The C++ FAQ Lite entry, “Should a derived class redefine (“override”) a member function that is non-virtual in a base class?”, recommends against redefining (overriding) a member function that is non-virtual in a base class.
Page 130 from C++ Programming in Easy Steps also mentions:
The technique of overriding base class methods must be used with caution however, to avoid unintentionally hiding overloaded methods – a single overriding method in a derived class will hide all overloaded methods of that name in the base class.
C++ Pocket Reference, 1e (page 93) has this to say:
The parameter list and return type for the member function in the derived class must match those of the member function in the base class. Otherwise, the member function of the derived class hides the member function in the base class, and no polymorphic behavior will occur.
Thinking in C++, 2e, Volume 1 (pages 632:646) mentioned this:
If you override one of the overloaded member functions in the base class, the other overloaded versions become hidden in the derived class.
My understanding of overloaded methods/functions is what C++ Pocket Reference sums up so well on page 104:
Overloading allows you to provide more than one definition for a function within the same scope.

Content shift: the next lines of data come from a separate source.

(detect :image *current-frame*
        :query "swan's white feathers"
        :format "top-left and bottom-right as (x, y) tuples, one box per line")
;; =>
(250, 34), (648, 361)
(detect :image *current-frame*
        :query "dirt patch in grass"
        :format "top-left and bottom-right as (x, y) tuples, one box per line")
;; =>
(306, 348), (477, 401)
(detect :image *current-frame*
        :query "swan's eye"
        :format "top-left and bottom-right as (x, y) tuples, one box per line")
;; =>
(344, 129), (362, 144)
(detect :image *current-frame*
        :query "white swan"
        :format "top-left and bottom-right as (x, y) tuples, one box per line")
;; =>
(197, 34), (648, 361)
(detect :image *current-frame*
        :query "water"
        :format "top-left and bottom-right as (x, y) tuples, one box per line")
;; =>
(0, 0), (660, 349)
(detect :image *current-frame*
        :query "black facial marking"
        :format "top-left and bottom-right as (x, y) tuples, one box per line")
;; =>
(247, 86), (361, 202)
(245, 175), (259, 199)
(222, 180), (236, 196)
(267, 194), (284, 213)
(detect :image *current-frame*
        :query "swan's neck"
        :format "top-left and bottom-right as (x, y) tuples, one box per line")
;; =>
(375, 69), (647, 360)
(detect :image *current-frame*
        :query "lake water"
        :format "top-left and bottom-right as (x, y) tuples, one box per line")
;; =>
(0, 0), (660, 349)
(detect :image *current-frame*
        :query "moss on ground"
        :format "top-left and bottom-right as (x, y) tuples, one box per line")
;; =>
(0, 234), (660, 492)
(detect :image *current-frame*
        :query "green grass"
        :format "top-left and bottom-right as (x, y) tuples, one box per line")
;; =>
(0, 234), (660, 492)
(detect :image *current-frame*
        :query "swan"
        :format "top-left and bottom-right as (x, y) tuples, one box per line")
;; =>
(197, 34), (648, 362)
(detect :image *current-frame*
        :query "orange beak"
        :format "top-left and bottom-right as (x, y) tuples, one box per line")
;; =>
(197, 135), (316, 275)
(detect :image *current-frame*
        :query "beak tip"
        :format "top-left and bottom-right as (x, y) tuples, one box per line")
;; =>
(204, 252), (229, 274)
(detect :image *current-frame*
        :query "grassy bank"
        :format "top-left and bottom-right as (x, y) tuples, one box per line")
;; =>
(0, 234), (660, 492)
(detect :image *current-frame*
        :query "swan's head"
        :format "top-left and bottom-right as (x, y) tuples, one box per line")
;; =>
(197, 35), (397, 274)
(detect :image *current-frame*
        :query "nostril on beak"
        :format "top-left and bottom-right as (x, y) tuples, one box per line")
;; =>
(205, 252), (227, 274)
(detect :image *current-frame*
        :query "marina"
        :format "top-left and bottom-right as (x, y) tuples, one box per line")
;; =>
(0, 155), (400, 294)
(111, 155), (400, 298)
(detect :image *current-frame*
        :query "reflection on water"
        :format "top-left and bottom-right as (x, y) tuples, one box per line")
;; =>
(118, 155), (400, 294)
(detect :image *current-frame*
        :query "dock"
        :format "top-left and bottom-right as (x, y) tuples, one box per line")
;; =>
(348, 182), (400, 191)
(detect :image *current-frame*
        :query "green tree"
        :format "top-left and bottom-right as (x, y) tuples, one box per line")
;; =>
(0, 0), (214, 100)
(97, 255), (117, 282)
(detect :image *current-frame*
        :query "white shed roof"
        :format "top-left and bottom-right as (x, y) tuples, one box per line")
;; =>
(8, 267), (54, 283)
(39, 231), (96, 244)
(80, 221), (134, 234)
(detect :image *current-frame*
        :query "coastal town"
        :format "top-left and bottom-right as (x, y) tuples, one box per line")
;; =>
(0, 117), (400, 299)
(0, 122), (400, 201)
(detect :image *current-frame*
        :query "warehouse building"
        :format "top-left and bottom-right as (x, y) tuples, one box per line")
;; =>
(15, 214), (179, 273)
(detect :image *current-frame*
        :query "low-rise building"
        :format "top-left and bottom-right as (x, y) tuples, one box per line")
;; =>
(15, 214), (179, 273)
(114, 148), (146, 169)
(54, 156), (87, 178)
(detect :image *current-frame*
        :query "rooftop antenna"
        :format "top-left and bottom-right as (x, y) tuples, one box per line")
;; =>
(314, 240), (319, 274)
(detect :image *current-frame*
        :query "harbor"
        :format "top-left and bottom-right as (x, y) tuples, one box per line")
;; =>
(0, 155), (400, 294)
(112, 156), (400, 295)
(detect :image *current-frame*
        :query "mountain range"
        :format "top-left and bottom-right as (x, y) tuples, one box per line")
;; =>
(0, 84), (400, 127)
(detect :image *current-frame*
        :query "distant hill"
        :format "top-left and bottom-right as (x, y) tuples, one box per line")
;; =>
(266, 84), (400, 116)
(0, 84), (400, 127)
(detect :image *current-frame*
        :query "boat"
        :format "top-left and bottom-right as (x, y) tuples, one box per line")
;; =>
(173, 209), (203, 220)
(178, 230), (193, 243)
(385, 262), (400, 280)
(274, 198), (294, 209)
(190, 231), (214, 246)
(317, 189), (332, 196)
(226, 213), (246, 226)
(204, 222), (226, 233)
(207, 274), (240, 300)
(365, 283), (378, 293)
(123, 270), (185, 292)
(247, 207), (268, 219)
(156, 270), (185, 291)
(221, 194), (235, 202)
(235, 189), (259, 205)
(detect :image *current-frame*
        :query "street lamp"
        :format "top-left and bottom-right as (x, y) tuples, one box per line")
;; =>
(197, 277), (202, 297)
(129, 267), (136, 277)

If I’m correct, the base class and derived classes are separate scopes, so overloading will not occur.
Bjarne Stroustrup had this to say:
In C++, there is no overloading across scopes – derived class scopes are not an exception to this general rule.
- redefining, overriding and replacing a function occurs when you have a derived class function with the same function signature as a base class function.
- Doing so hides all of the other base-class versions of that function.
- It is not recommended to do this with non-virtual base class functions.